Qu'est ce que vous voulez dire quand vous dites qu'il s'est mutilé le visage ? A t'il perdu son titre de médecin définitivement ? Comment ça se passe avec les enfants ?
Je vous comprend à l'idée de partir : vendre notre maison, le laisser dans la merde au risque qu'il s'y noit encore plus, avoir sa déchéance sur la conscience...
Bonjour,
Tout d'abord merci à tous pour vos témoignages. Je m'y retrouve pas mal et ça me permet de confirmer que la drogue à la principale responsable de ce que je vis et que, bien que je ne sois pas sans défauts, je ne suis ni folle, ni la personne horrible qu'il veut me faire croire.
Je suis la compagne d'un addict à la cocaïne + alcool... (Il en consomme depuis 8 ans environ, au départ entre amis puis seul depuis environ deux ans...)
Nous avions des projets ensemble ( mariage, tour du monde, enfant...) après que nous ayons fait un merveilleux voyage d'un mois et demi où il n'a touché à rien et retrouvé un peu goût à la vie... (J'ai dû le trainer pour partir avec moi car il était au fond du trou et ne voulait pas) au final je ne l'ai jamais vu si heureux que là-bas mais il a rechuté en rentrant (environnement toxique, stress, pression) depuis quelques mois il n'a carrément plus envie de rien, il m'abandonne seule avec nos projets, comme si c'était mes projets personnel dans lequel j'aurais voulu l'embrigader. Il dit que je veux le contrôler, le manipuler, l'éloigner de certaines personnes, que je lui gâche la vie, qu'il reste avec moi par pitié, parfois même qu'il se drogue et boit à cause de moi... Bref des choses IGNOBLES.
Alors que c'était des projets qu'on avait à deux, où il se projetait (souvent quand il était sous cocaïne j'avoue mais pas que) ... Et que je suis tout sauf une personne malveillante et manipulatrice... Je patiente depuis plusieurs années pour pouvoir enfin faire ma vie avec lui, je fais tout pour qu'il puisse arrêter ses addictions, je suis présente, je donne beaucoup d'amour. Et ce tour du monde je sais que c'est ce qui va le sauver. Mais voilà parfois je ne supporte plus de me sentir rabaissée et attaquée injustement et je ne sais plus comment faire pour le faire reagir alors j'ai pu dire des choses blessantes aussi. J'ai aussi perdu sa confiance car j'ai parlé de ses addictions à sa famille car je cherchais de l'aide... (Au final je n'en ai pas vraiment eu)
J'ai l'impression que l'homme que j'aime s'est éteint, qu'il n'existe pas ou n'a peut-être jamais existé... Je suis perdue.

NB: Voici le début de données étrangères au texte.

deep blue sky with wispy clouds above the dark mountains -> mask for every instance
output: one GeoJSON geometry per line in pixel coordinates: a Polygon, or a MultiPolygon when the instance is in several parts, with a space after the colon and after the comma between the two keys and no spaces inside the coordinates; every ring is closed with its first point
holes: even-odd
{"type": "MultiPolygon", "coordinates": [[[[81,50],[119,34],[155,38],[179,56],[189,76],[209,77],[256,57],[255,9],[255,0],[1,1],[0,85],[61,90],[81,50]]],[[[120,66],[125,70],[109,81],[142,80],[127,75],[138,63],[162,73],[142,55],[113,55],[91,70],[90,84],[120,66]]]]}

Il m'a quittée plus ou moins le 14 février... En me disant des choses ignobles par message audio. Je n'ai pas voulu en entendre plus j'ai pris mes distances et coupé contact. Il a essayé à plusieurs reprises de me recontacter (sans excuses) je n'ai pas répondu. Je suis arrivé à un point où je ne peux plus supporter tout ça, prendre mes distances est devenu de la survie car je commençais à m'éteindre et à perdre la raison moi aussi car il me faisait douter de moi.
En tout cas je vous souhaite beaucoup de courage à toutes et tous et j'espère que tout ira pour le mieux pour vous
J'avais lu votre témoignage Sita. Au moins, il vous a rendu service. Parfois, il faut savoir laisser partir les gens avant d'être trop impliqué.
Une fois qu'on a des enfants, des crédits communs, des obligations l'un envers l'autre, c'est vraiment plus difficile.